Reading Kristeva’s works encouraged me in my search for a location in the creative practice itself where an “opening” could occur, where dominant tropes might be disrupted as well as expressed. This effort was an integral engine behind the origination of my exploration of theory and has become quite central to my theory of metaphor(m) and to my own artwork.
In Kristeva I see the first glimmer of hope. Her form of feminism privileges opposition through a “dispersed” subject/speaker. The inherent contradiction of the process of likening one thing to another in tropes is central to my thinking. Creators may thus be seen as those who anarchistically answer the domineering assertion of rules as the Other, as the perennial foreigner.
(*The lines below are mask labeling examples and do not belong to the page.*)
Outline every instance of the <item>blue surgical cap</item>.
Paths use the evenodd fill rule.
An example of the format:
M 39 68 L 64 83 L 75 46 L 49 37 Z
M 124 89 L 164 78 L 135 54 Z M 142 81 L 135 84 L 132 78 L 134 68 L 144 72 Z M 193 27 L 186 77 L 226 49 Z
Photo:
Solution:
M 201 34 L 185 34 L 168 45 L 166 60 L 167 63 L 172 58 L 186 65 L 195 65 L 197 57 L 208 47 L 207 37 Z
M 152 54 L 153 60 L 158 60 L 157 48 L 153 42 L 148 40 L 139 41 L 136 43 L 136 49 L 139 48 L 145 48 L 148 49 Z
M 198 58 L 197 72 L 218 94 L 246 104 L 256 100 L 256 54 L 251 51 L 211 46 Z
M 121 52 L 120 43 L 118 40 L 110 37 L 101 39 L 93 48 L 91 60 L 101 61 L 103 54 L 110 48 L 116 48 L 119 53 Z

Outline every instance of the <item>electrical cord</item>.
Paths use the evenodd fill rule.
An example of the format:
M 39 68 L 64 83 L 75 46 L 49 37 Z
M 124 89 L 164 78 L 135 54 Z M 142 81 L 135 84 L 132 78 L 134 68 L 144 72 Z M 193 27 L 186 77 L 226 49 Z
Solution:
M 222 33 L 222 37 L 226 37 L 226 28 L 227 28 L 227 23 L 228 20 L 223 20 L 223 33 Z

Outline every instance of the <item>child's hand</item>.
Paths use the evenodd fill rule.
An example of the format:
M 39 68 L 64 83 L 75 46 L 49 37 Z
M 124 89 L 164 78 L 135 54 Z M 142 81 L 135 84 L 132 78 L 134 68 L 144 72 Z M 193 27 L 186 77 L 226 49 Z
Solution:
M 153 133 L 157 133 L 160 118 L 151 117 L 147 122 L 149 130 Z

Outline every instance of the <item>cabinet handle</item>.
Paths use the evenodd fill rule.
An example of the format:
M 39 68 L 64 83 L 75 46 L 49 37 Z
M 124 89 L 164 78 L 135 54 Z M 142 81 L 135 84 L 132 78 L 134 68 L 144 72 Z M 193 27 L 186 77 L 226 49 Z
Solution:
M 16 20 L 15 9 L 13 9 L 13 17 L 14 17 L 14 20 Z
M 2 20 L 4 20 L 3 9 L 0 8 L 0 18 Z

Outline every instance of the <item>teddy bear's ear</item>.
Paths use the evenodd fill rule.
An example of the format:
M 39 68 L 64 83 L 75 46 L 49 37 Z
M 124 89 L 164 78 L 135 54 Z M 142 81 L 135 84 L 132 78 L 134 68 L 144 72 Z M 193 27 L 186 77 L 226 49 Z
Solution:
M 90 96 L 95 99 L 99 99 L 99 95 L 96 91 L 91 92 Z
Kristeva’s philosophy can be used in this way to supplement the Bakhtinian notion of liberating alternative voices: What would those voices say? Within the often fatalistic confines of poststructuralist theory, she contrarily traces the necessity of an outlet.
John Lechte describes Kristeva’s rich estimation of poetics. “It is precisely one of the features of poetic language, for example, that it embodies contradiction.”1 Syntax, order and rules of form are turned topsy-turvy by pleasure, laughter and poetry. In this aspect of Kristeva’s thought one can see that type of incorrigible play which occurs in metaphor-making — especially in those creative tropes which question, invert or criticize metaphors which are taken for granted in our culture. There is much we can learn from Kristeva, but most of all that the individual creation of tropes is a potential avenue of great resistance.